The DBW Ansatz is not yet a roadmap for a first principles many-body approach, because we are addressing only a single body electronic wave function, together with a many-body phonon basis. Here, only the Bloch orbitals are treated diabatically.

The DBW wave functions form a complete basis with which to expand more accurate eigenfunctions. Their simple analytical form makes them easy to work with. The real utility of this basis will become clear if it (and its extensions) perform well for spectroscopic matrix elements, bilayer systems, description of excitons, and beyond. These applications of the DBW remain for future work.

Summary

In this paper, we examined the time evolution of electronic states in graphene in the presence of classically modeled nuclear vibrations. Parameterizing the tight-binding Hamiltonian as a function of classically time-varying interatomic bond distances, we find that the electronic states generally tend to preserve their character over many typical vibrational periods in the presence of vibrations from many modes. This is diabatic, not adiabatic, behavior. The electrons may be described as “lazy,” in that they respond weakly and slowly compared to nuclear geometry changes. The ABO approximation predicts that near these avoided crossings, the electronic state would exhibit rapid changes in character which are not seen in the wave function calculated from the TDSE.

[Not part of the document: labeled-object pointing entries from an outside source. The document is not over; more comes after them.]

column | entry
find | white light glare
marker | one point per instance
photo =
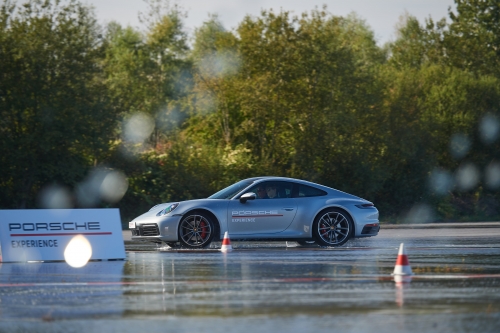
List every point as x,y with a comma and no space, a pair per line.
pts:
78,251
55,197
440,181
138,128
114,186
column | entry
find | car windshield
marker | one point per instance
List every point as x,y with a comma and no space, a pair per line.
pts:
231,190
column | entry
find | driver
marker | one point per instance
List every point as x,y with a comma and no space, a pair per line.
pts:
271,191
261,192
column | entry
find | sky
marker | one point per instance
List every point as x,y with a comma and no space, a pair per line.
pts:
381,15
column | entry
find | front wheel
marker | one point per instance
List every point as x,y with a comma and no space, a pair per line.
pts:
332,227
196,230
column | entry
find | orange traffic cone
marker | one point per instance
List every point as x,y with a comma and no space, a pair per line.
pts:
402,264
226,244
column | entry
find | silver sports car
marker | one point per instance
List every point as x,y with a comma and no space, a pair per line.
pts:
261,208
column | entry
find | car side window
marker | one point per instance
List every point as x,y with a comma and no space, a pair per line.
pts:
273,190
303,191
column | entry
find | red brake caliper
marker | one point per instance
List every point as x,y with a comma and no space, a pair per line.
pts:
325,232
203,227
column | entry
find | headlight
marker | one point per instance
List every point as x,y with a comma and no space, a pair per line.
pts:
168,209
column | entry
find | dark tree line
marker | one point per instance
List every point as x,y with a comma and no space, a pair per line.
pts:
412,126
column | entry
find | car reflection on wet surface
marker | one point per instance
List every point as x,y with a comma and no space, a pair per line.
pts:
267,286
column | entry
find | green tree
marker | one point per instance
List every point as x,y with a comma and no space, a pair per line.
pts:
56,119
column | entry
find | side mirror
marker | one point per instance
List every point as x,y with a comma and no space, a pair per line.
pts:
248,196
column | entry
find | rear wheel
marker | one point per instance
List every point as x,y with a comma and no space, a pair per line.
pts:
196,230
332,227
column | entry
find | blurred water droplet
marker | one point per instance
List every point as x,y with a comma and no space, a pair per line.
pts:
440,181
55,197
220,64
105,184
489,128
114,186
138,128
420,213
467,177
492,175
459,145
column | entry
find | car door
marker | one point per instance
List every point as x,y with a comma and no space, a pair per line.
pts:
264,215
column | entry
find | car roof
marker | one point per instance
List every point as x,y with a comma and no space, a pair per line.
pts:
267,178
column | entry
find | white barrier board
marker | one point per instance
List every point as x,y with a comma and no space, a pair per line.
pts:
43,234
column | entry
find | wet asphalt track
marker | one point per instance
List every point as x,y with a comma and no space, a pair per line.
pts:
263,287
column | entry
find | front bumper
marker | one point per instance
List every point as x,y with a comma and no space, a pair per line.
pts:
370,229
157,229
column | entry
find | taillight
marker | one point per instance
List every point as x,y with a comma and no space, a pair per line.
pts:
364,206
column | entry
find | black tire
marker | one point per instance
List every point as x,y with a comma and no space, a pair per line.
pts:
196,230
332,227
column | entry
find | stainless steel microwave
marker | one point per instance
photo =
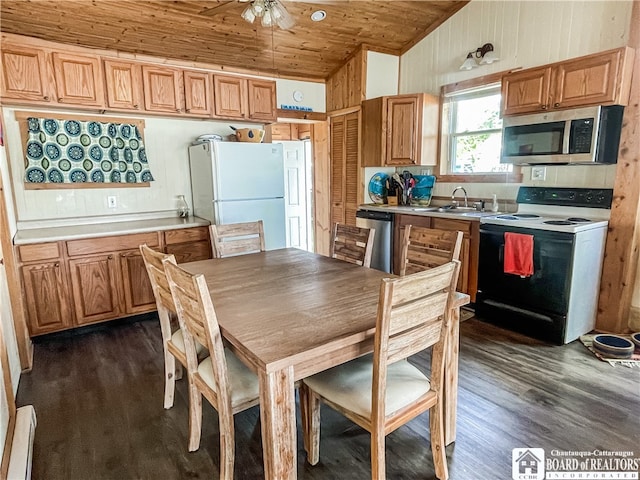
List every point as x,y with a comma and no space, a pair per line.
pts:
581,135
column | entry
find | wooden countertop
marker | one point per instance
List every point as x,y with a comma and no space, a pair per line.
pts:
426,212
101,227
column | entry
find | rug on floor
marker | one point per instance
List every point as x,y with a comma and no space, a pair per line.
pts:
633,362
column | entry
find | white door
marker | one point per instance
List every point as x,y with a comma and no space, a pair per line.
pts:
295,194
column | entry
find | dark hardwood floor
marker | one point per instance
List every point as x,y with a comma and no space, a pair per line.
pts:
98,396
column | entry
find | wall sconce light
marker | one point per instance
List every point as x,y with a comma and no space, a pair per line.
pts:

This is in stark contrast to many small molecules, but other molecules are sometimes best described by diabatic rather than adiabatic approximations; there is a substantial literature regarding this (see, for example, ref. 22 and references therein). By solving the TDSE, the true electronic wave function was projected onto the ABO basis. We find rapid decay of the adiabatic states, on the order of one vibrational period, and a few “revivals” over a short period. Not much insight is gained in the adiabatic picture; it is likely to become even less informative as the size of the supercell is taken to be larger. Within the ABO framework, we see that the inclusion of lattice vibrations leads to the appearance of numerous avoided crossings in the supercell band structure.

We have shown that, within one vibrational period, the ABO approximation breaks down because the actual time evolution of the electronic state is highly diabatic. A diabatic basis formed from a superposition of ABO states may provide a much better starting point spectroscopy, electron–phonon interactions and scattering, excitons, and more.